Les longs quarts, les nuits et les changements brusques accumulent de la fatigue. Mesurer les temps de repos entre journées, les nuits consécutives et les prolongations récurrentes permet d'intervenir avant que le problème ne devienne de l'absentéisme ou du turnover.

Un exemple : si une équipe concentre plus de changements de dernière minute et de prolongations, peut-être est-elle sous-dotée ou assume-t-elle des tâches supplémentaires. La donnée aide à justifier des renforts ou un redéploiement du planning.

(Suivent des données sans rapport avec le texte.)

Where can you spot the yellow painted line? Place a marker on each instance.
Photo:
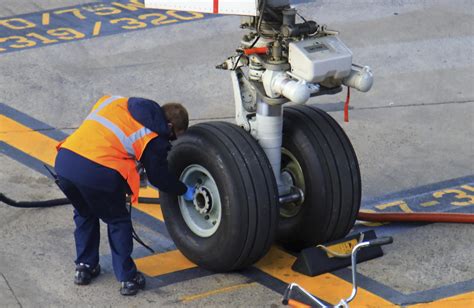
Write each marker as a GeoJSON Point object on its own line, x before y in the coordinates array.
{"type": "Point", "coordinates": [462, 300]}
{"type": "Point", "coordinates": [97, 27]}
{"type": "Point", "coordinates": [163, 263]}
{"type": "Point", "coordinates": [45, 19]}
{"type": "Point", "coordinates": [149, 192]}
{"type": "Point", "coordinates": [429, 203]}
{"type": "Point", "coordinates": [468, 187]}
{"type": "Point", "coordinates": [27, 140]}
{"type": "Point", "coordinates": [328, 287]}
{"type": "Point", "coordinates": [153, 210]}
{"type": "Point", "coordinates": [217, 291]}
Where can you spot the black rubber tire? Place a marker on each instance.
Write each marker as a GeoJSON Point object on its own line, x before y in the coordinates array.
{"type": "Point", "coordinates": [248, 193]}
{"type": "Point", "coordinates": [331, 174]}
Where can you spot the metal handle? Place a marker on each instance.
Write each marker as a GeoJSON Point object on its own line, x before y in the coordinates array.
{"type": "Point", "coordinates": [381, 241]}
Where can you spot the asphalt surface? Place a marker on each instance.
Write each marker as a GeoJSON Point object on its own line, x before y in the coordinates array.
{"type": "Point", "coordinates": [413, 128]}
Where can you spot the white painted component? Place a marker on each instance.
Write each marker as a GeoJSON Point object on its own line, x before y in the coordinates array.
{"type": "Point", "coordinates": [360, 78]}
{"type": "Point", "coordinates": [232, 7]}
{"type": "Point", "coordinates": [269, 136]}
{"type": "Point", "coordinates": [316, 59]}
{"type": "Point", "coordinates": [277, 83]}
{"type": "Point", "coordinates": [240, 118]}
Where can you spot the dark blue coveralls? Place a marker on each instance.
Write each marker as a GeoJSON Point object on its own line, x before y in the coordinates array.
{"type": "Point", "coordinates": [98, 192]}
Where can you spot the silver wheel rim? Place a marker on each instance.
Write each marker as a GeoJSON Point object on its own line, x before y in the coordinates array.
{"type": "Point", "coordinates": [292, 167]}
{"type": "Point", "coordinates": [203, 214]}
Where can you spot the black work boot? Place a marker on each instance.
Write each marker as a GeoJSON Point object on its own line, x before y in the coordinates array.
{"type": "Point", "coordinates": [131, 287]}
{"type": "Point", "coordinates": [85, 273]}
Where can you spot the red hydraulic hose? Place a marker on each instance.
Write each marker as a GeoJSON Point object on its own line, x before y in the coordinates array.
{"type": "Point", "coordinates": [417, 217]}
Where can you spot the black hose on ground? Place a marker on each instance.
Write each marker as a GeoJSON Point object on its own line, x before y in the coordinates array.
{"type": "Point", "coordinates": [65, 201]}
{"type": "Point", "coordinates": [33, 204]}
{"type": "Point", "coordinates": [57, 202]}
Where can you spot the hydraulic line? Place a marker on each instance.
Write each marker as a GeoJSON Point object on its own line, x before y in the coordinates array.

5) Gagnant-gagnant : continuité du service et bien-être de l'équipe

Pour l'organisation, la traçabilité réduit les erreurs de paie, évite les discussions et facilite les audits. Pour le professionnel, elle apporte de la clarté : ce qui a été travaillé est enregistré, le supplément est reconnu et les temps de repos sont protégés.

Dans la santé, le gagnant-gagnant c'est une continuité des soins durable. Et ça se construit avec des processus simples, pas avec des héroïsmes.